Avustralya'da yaşayan onlarca milletin hepsi farklı inanışta ve görünüşte olmasına karşın, birlikte çok uyumlu yaşayabiliyorlar. Çünkü devlet sistemi herkesi ve her inanışı kucaklamaya yönelik tasarlanmış. Onları ne çalıştıkları işyerlerinde, ne de okullarında hiçbir şekilde mağdur etmiyor. Ve bu konuda her suiistimale karşı kişisel hakları büyük bir koruma altına almış. Bu da ülke insanlarında huzuru ve güveni sağlıyor.
Hatta çok geçmiş dönemlerde ırkçı bir parti başkanı başörtüsü konusunda aykırılık çizdiğinde ülkenin başbakanı asla bu ülkede dinî inanışların göstergelerine yasak getirilemeyeceği konusunda milletine açıklama yapıyor . O ırkçı parti başkanı olan hanım da en önce seçimlerde silinerek milletten tokadını yiyor.

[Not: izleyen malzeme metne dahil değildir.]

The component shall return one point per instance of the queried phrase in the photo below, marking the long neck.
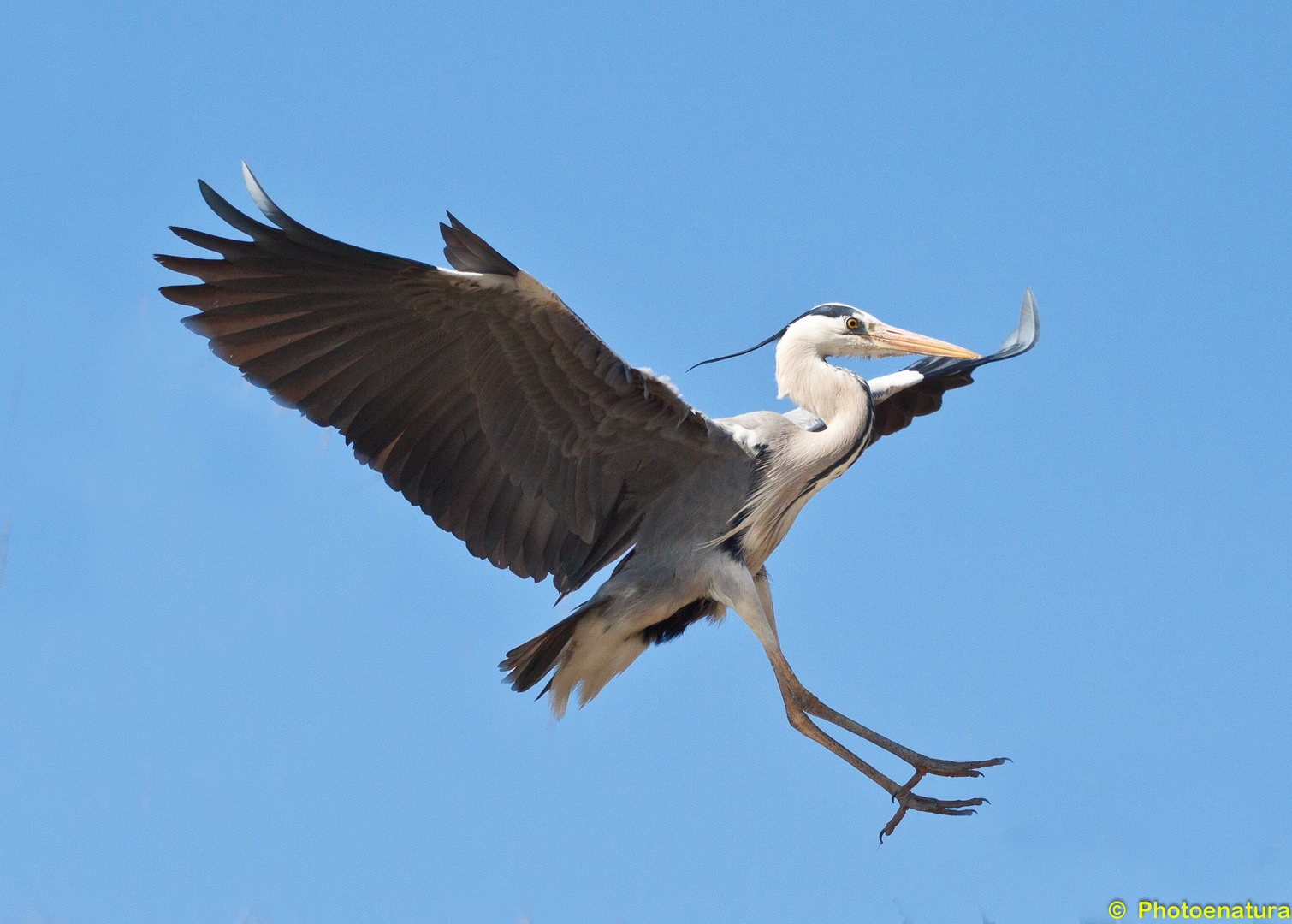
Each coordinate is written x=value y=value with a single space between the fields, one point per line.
x=833 y=394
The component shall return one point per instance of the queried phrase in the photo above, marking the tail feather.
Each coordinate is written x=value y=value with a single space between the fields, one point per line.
x=526 y=665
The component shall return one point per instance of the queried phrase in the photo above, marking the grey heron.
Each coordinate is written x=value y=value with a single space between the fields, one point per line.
x=485 y=401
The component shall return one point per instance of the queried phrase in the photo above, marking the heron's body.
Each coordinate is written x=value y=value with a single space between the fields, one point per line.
x=488 y=404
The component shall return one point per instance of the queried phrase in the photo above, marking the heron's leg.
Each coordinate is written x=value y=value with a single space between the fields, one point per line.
x=813 y=706
x=740 y=594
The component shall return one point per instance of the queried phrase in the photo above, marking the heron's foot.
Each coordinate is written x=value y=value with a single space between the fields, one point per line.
x=907 y=800
x=952 y=767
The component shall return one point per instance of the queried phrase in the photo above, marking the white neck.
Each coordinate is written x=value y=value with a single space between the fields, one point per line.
x=803 y=375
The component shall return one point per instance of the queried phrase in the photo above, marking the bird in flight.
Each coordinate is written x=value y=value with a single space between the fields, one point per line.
x=485 y=401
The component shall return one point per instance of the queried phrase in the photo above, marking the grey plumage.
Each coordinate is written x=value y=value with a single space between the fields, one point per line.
x=486 y=402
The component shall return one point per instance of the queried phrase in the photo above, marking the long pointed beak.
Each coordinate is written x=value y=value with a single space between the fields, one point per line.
x=904 y=341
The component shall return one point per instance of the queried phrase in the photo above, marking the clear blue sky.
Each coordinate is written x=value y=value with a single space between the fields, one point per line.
x=243 y=681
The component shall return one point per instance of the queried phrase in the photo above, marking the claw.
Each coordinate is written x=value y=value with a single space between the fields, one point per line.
x=939 y=807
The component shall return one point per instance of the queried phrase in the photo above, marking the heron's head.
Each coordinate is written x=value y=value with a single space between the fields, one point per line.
x=836 y=329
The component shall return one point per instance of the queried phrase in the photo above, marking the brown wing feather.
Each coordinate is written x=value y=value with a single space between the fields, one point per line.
x=897 y=412
x=493 y=407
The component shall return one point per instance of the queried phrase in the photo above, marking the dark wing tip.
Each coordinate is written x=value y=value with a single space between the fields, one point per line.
x=468 y=252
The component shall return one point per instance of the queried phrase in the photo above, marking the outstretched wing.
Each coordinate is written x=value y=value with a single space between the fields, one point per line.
x=898 y=404
x=476 y=392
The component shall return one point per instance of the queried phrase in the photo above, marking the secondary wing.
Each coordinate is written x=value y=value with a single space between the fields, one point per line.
x=476 y=392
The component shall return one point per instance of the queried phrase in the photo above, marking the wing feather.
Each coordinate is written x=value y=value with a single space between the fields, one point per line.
x=478 y=394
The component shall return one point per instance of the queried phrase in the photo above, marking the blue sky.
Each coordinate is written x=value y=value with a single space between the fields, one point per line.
x=243 y=681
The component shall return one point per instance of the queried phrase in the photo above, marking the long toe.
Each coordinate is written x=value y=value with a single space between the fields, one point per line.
x=937 y=807
x=955 y=767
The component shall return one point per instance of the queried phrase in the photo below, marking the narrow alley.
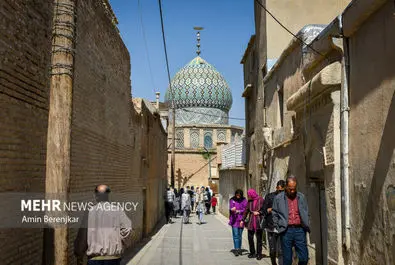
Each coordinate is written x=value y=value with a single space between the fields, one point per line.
x=179 y=244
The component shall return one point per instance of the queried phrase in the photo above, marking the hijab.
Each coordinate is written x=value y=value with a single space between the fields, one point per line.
x=241 y=196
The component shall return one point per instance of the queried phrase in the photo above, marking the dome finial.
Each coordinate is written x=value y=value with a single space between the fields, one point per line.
x=198 y=39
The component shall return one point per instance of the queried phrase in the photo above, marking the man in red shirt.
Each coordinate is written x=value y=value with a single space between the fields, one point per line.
x=291 y=219
x=214 y=202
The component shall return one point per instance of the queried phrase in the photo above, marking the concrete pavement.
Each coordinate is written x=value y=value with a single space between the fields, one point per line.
x=209 y=244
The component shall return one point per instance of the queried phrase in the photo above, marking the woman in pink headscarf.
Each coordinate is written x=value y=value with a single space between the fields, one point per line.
x=252 y=220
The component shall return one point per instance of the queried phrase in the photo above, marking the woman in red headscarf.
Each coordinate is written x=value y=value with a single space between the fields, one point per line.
x=252 y=220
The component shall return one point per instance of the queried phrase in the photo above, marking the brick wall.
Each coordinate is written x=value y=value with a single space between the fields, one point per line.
x=25 y=45
x=113 y=141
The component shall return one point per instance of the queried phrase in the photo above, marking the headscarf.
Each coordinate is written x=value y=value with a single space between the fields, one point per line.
x=253 y=195
x=241 y=196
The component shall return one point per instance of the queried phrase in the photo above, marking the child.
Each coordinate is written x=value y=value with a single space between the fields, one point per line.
x=214 y=202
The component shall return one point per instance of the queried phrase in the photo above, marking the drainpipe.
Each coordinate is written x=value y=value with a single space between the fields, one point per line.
x=157 y=94
x=344 y=134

Yani anlaşılacağı üzere ne devlet halkını sahipsiz bırakıp bazı çıkarları için tevile sapıyor, ne de halk yaşadığı toplumun insanını küçümseyen ve dışlayan bir fikre destek çıkıyor.
Bu yüzden ülkelerinde serbestiyeti yaşayamayan birçok milletin vatandaşı burada kendi ülkelerinden daha güzel imkânlarda yaşayabiliyor ve bu sebepten burayı tercih ediyor.
Ya bizde durum nasıl? Yapılan araştırmalarda gençlerin büyük bir çoğunluğu imkân bulsa ülkelerini bırakıp başka yerde yaşamayı tercih edecekler. Sizce bunun tek sebebi ekonomik olabilir mi? Yoksa gençler ülkelerinde kendilerini huzur ve güvende hissetmiyor mu?
Başka ülkelerdeki serbestiyet söylendiğinde hep bizim ülkemizin farklılığı gündeme getirilir. Hatta AİHM dâvâlarında bile Türk avukatların savunmasında bu konu yer alır. Ama insanların inanış ve fikirlerine baskının şartlara göre değişmesi mantığını sanırım Türk aydını denen bazı kesimlerden başka icad eden ve telâffuz edebilen çıkmamıştır.
Evet, devletin milletini kucaklaması huzurdan, güvenden, gelişmekten başka sonuç doğurmaz. Basit sebeplerden yola çıkarak milletini sınıflara bölüp düşman ilân etmesi de huzursuzluk, kargaşa, geri kalmışlık getirir. Her iki durumun da semeresi ap açık ortadadır.
Dünyada ne kadar gelişmiş yer varsa hepsi demokrasinin hazmedildiği ülkelerdir. Ne kadar da geri kalmış ve geri sınıf damgası yemiş ülke varsa onlar da hâlâ ideolojik 'izm'lerin kıskacındaki ülkelerdir.